This week's entry once again has photography yielding to wordsmith-ing. This last week I attended the Directing Motion seminar by Vincent Laforet as a representative of Video Gear, one of the local sponsors. It's an excellent seminar and well attended, as well as a real eye-opener on the vast knowledge I have yet to know exists. That's one thing about film making; you never know it all. It's a constant stimulating kick-your-butt challenge which means it's not for everyone. There's a reason those who seem to achieve mastery get paid so much.
This last year I concentrated on understanding more about lighting: the gear, techniques, terminology, intention...etc. Vincent's seminar is aimed at directors and talks about how to use a camera for storytelling, which involves movement, composition intent, and coverage. It's the DP's job to light the set, but often left to the director on how a scene is covered. As a budding DP I see increased value in my skills if I can provide guidance in how to cover a scene and help the director. I don't want to direct; or as I keep telling my director colleagues - I don't want to deal with actors!

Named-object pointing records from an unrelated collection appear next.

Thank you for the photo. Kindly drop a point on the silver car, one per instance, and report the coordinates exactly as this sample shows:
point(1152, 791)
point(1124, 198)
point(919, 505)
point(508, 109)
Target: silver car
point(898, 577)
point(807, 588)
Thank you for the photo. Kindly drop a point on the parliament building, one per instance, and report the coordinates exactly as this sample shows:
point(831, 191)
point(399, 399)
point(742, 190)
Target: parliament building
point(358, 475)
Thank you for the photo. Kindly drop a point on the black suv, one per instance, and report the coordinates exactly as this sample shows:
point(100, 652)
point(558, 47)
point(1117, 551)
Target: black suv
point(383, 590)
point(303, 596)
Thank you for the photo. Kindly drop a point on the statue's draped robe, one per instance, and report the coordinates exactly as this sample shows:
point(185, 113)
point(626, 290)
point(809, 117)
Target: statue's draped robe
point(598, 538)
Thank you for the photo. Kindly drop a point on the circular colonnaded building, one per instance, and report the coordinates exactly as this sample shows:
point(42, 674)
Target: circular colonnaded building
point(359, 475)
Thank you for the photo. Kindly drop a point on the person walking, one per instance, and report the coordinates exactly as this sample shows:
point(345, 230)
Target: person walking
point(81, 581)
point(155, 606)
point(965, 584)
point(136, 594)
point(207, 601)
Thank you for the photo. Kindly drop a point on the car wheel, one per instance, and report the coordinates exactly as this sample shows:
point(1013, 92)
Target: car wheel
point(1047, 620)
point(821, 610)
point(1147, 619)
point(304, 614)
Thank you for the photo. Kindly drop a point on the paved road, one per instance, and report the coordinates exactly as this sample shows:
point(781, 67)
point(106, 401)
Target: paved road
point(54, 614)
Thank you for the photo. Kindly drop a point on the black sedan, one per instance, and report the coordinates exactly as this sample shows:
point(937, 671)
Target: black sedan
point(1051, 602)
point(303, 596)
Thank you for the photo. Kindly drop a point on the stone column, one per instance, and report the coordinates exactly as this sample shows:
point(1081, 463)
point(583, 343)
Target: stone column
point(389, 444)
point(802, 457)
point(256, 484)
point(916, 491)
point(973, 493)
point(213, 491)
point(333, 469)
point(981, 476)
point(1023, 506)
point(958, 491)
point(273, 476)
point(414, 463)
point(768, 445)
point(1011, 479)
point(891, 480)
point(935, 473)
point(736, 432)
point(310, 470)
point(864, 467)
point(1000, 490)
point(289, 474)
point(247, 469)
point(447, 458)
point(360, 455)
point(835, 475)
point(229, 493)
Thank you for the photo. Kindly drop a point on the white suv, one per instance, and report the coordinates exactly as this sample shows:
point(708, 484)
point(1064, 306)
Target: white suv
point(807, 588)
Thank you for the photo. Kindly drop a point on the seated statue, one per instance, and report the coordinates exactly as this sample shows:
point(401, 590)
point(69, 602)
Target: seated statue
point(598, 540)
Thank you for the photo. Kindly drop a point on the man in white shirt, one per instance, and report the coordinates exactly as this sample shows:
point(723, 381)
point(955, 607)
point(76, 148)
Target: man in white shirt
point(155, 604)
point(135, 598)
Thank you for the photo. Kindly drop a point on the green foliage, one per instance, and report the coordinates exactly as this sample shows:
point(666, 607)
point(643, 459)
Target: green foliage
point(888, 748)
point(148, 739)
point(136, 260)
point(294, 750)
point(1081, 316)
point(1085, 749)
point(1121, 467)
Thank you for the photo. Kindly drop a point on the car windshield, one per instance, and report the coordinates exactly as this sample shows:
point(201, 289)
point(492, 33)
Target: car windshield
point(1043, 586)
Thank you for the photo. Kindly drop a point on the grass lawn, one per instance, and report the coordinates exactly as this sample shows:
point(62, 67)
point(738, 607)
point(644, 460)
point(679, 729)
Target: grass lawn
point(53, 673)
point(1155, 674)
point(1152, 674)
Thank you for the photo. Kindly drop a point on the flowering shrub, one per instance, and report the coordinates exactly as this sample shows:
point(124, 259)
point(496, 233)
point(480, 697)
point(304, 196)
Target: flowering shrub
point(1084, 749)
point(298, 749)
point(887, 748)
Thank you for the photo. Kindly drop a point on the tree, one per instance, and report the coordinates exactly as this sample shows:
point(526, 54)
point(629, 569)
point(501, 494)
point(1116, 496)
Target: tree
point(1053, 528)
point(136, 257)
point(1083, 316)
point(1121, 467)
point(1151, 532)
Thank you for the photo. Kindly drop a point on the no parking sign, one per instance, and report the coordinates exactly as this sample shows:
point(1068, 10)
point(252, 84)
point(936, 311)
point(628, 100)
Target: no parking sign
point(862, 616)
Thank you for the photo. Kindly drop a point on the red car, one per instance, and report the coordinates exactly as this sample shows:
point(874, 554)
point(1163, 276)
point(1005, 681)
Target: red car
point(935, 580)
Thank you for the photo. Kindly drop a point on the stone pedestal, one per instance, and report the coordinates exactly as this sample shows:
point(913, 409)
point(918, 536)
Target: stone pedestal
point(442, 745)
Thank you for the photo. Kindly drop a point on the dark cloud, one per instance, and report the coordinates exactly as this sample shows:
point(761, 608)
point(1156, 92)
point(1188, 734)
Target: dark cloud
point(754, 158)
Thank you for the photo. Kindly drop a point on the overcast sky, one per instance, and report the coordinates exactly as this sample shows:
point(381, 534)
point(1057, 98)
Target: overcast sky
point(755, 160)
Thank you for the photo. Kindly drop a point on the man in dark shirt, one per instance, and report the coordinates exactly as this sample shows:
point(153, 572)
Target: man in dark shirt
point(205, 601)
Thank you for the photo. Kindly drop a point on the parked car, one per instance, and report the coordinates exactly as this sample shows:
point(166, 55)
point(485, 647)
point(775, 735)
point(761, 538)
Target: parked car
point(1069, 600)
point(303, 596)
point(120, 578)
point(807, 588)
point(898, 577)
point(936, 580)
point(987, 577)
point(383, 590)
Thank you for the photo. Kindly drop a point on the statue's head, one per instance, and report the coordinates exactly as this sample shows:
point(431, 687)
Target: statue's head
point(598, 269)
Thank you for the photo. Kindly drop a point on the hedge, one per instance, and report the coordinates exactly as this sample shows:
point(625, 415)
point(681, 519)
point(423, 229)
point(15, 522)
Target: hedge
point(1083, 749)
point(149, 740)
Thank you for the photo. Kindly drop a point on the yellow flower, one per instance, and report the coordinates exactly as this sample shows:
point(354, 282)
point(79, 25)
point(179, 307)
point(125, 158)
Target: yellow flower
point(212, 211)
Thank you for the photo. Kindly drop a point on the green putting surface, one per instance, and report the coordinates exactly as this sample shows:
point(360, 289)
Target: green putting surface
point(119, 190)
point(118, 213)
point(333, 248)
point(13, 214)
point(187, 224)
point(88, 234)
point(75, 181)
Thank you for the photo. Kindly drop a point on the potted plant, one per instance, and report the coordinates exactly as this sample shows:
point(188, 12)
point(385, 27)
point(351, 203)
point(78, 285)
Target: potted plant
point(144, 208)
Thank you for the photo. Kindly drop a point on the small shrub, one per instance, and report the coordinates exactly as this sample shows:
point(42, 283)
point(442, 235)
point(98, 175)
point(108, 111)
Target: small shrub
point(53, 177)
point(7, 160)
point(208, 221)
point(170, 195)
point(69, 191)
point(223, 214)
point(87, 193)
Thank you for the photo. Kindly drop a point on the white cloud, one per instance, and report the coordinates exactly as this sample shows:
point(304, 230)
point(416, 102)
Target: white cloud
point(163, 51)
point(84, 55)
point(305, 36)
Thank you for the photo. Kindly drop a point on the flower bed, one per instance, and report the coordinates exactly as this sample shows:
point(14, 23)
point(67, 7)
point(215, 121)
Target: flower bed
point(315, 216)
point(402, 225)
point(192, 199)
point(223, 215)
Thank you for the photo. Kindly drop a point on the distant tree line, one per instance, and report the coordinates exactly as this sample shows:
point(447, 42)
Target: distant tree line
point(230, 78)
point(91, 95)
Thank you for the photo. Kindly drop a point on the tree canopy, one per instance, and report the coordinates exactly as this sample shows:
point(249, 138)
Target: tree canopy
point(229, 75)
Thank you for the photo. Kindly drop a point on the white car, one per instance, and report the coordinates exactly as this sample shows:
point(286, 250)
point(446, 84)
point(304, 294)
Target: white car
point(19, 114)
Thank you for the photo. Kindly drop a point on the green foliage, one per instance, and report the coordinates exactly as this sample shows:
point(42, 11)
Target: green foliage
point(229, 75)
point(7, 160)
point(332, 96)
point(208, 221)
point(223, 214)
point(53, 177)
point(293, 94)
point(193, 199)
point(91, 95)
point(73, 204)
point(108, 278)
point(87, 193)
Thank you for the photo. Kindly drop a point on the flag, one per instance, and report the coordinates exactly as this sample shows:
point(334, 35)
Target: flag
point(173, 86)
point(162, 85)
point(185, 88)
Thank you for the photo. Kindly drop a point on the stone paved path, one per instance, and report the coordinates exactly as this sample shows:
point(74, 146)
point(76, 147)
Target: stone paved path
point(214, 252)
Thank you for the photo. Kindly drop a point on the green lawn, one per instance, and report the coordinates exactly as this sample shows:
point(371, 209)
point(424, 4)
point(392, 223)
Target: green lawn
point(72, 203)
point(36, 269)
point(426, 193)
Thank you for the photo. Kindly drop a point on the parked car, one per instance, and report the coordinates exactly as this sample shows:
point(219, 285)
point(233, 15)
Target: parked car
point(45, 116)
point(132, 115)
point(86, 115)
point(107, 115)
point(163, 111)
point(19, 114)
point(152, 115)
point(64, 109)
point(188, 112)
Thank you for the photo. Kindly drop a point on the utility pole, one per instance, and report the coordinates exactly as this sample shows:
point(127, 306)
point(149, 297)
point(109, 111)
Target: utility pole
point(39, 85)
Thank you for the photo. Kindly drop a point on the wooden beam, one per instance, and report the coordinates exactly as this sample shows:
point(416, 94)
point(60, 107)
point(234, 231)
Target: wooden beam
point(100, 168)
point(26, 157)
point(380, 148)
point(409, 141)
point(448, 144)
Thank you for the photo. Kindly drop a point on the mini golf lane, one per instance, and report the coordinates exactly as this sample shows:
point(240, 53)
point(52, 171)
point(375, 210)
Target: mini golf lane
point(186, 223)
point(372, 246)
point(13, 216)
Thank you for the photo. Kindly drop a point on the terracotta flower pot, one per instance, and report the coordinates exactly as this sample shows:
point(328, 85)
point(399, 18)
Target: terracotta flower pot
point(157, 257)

One major difference I now see between amateur directors and experienced directors is the power of intention. Experienced directors move the camera because of known intent - they know that it will move the story forward and make you feel something about a character. Amateur directors move the camera because they think the shot will look cool since so-and-so did it in one of their favorite movies. I'm certainly not an experienced director by far, but I am going to make an effort to expand my skill set into the power of intention. Lighting-wise I'm reasonably familiar with intent. Not a Hollywood level DP, but familiar enough for the size of projects I do work on. Camera movement seems like a good growth opportunity for me.
A few of the things I learn that immediately come to mind are...
1. Dolly trucking shots often use vertical lines to increase the awareness of parallax.
2. When running out of time in a scene, consider a "one shot wonder" that starts wide/medium and goes in close.
3. Always consider the intent of the language of the script, as well as the immediate emotion when gathering coverage of a scene. It will help minimize the amount of camera moves.
4. A moving camera often follows a character like a magnet being attracted to steel.
If and when I get the money together I'd like to get the seminar DVD's just as a reference, that is if my director friends don't get them first. It seems to be difficult to find books and other media on cinematic language and camera movement.